AgentSkillsCN

kubernetes-debug

Kubernetes 调试方法与脚本。适用于 Pod 崩溃、CrashLoopBackOff、OOMKilled、部署问题、资源不足或容器故障的排查。

SKILL.md
--- frontmatter
name: kubernetes-debug
description: Kubernetes debugging methodology and scripts. Use for pod crashes, CrashLoopBackOff, OOMKilled, deployment issues, resource problems, or container failures.

Kubernetes Debugging

Core Principle: Events Before Logs

ALWAYS check pod events BEFORE logs.
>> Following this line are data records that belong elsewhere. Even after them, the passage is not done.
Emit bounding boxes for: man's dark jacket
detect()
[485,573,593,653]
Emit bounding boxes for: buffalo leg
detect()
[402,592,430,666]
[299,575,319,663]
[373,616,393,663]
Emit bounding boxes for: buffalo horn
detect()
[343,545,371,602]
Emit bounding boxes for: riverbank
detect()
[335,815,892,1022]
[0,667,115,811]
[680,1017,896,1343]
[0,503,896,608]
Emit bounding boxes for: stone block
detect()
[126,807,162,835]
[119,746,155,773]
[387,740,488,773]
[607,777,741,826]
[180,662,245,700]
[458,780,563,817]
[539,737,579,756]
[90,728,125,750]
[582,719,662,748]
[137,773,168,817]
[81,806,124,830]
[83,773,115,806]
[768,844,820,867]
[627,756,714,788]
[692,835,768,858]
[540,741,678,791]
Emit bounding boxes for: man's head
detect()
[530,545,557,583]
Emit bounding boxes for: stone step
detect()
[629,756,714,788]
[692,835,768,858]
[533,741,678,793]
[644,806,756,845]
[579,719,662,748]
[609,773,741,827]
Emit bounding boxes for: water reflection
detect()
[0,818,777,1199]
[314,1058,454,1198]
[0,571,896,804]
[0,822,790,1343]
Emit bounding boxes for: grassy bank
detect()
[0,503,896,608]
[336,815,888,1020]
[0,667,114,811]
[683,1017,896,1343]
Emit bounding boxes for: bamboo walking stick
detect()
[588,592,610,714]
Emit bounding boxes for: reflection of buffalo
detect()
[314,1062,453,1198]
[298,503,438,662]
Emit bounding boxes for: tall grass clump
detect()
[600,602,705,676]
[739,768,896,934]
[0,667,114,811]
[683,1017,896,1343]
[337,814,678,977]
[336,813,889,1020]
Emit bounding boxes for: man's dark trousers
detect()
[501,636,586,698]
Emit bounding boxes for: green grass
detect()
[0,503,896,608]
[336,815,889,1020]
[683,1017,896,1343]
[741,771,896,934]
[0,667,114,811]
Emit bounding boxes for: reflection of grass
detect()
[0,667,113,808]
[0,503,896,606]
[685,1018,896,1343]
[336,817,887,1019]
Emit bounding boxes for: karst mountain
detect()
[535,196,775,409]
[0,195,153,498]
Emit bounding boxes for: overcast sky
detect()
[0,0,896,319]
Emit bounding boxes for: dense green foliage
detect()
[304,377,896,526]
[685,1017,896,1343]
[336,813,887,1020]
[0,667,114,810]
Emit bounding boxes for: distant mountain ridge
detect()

Events explain 80% of issues faster:

  • OOMKilled → Memory limit exceeded
  • ImagePullBackOff → Image not found or auth issue
  • FailedScheduling → No nodes with enough resources
  • CrashLoopBackOff → Container crashing repeatedly

Available Scripts

All scripts are in .claude/skills/infrastructure-kubernetes/scripts/

list_pods.py - List pods with status

bash
python .claude/skills/infrastructure-kubernetes/scripts/list_pods.py -n <namespace> [--label <selector>]

# Examples:
python .claude/skills/infrastructure-kubernetes/scripts/list_pods.py -n otel-demo
python .claude/skills/infrastructure-kubernetes/scripts/list_pods.py -n otel-demo --label app.kubernetes.io/name=payment

get_events.py - Get pod events (USE FIRST!)

bash
python .claude/skills/infrastructure-kubernetes/scripts/get_events.py <pod-name> -n <namespace>

# Example:
python .claude/skills/infrastructure-kubernetes/scripts/get_events.py payment-7f8b9c6d5-x2k4m -n otel-demo

get_logs.py - Get pod logs

bash
python .claude/skills/infrastructure-kubernetes/scripts/get_logs.py <pod-name> -n <namespace> [--tail N] [--container NAME]

# Examples:
python .claude/skills/infrastructure-kubernetes/scripts/get_logs.py payment-7f8b9c6d5-x2k4m -n otel-demo --tail 100
python .claude/skills/infrastructure-kubernetes/scripts/get_logs.py payment-7f8b9c6d5-x2k4m -n otel-demo --container payment

describe_pod.py - Detailed pod info

bash
python .claude/skills/infrastructure-kubernetes/scripts/describe_pod.py <pod-name> -n <namespace>

get_resources.py - Resource usage vs limits

bash
python .claude/skills/infrastructure-kubernetes/scripts/get_resources.py <pod-name> -n <namespace>

describe_deployment.py - Deployment status

bash
python .claude/skills/infrastructure-kubernetes/scripts/describe_deployment.py <deployment-name> -n <namespace>

get_history.py - Rollout history

bash
python .claude/skills/infrastructure-kubernetes/scripts/get_history.py <deployment-name> -n <namespace>

Debugging Workflows

Pod Not Starting (Pending/CrashLoopBackOff)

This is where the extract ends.